Loading

A Place at the Table

 

Last night I attended a roundtable discussion on Smart Economics for the Environment and Development (SEED), which is a Kenan Creative Collaboratory project hosted by Kenan Senior Fellow Dirk Philipsen. The roundtable was unusual in that it brought together experts from a wide range of fields: business, politics, academics, NGO’s, arts, and community building.

As the evening started, we were divided into four small clusters. My group included: the Director of Durham County Social Services; the Executive Director of the Kenan Institute for the Arts; an expert in rural development; a senior manager at TROSA; a director for one of The Conservancy projects, and an economics graduate student.

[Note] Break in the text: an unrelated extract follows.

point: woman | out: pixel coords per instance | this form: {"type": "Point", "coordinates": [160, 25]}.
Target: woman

Professor Dirk Philipsen, a Duke Arts and Sciences Senior Research Scholar whose work focuses on sustainability and the history of capitalism, introduced the impetus for convening the roundtable. In his remarks, Philipsen argued that Gross Domestic Product (“GDP”), as the dominant measure of success and a measure of wellbeing, is a problematic and flawed way of measuring economic growth and the health of a country. GDP represents the total dollar value of all goods and services produced over a specific time period; thus it reflects the size of the economy. However, as a measurement of the economic viability of a country, it fails to differentiate between harmful and beneficial activities, it fails to account for the environmental impact of the enterprises, it ignores the wellbeing of citizens, and it disregards the health of others countries, of society, of our planet, and of future generations. Rather, this dated measure reflects only the success of a homogenous group of privileged individuals.  Philipsen then challenged each cluster to create a more inclusive measure of economic wellbeing.

In an attempt to identify and formulate smarter goals for economic activity, my group tried to answer the following questions:

  1. What will our children need in order to thrive?
  2. How should we value the benefits and the costs in an economy (things like wealth, health, environmental impact)?
  3. What is development?
  4. Do we need economic expansion and economic growth to live well?

Although I do not think we came remotely close to figuring out an alternative to the GDP-centric worldview, the evening was filled with interesting conversations, perspectives, and examples of how GDP failed to capture the ups and downs of life.

The stories participants shared were most notable to me, as members of my group shared their personal backgrounds and work experiences. I wondered what that discussion would have looked like had I been a member of the July 1944 United Nations Monetary and Financial Conference — 730 delegates from 44 Allied nations who met shortly after the conclusion of World War II to determine international monetary and financial order — where GDP was adopted as a standard for assessing the economic health of a country. Certainly, we shared with our 1944 counterparts the basic human desires for peace, health, and happiness. And if 44 countries were represented at the “Bretton Woods (New Hampshire) Conference,” there must have been diversity of ethnicity, at least, if not gender and income. Did the diversity of our roundtable members generate a discussion much different that the post-war conversations held at this historic event? Were those different voices heard? Or did a more homogenous group of individuals back in the 1940s lobby for and succeed in passing this sterile measure the health of a nation that focuses on domestic production and state boundaries.

Philipsen’s roundtable discussion demonstrated the need to have diverse voices at the table, as we move toward a world economy, and generate new ways to access the planet’s and its occupants’ health. The importance of voicing all concerns was reaffirmed by last week’s “conversation” with President Brodhead and other Duke administrators about the racial injustices that impact our campus. While students had slightly similar personal grievances, it was clear that individuals needed to share their specific stories. Empowerment comes from having a voice.

It is challenging to formulate a practical and beneficial replacement or modification to GDP as a measure of economic health. But the SEED project definitely has the right idea in making sure that all perspectives are accounted for as we move toward a replacement.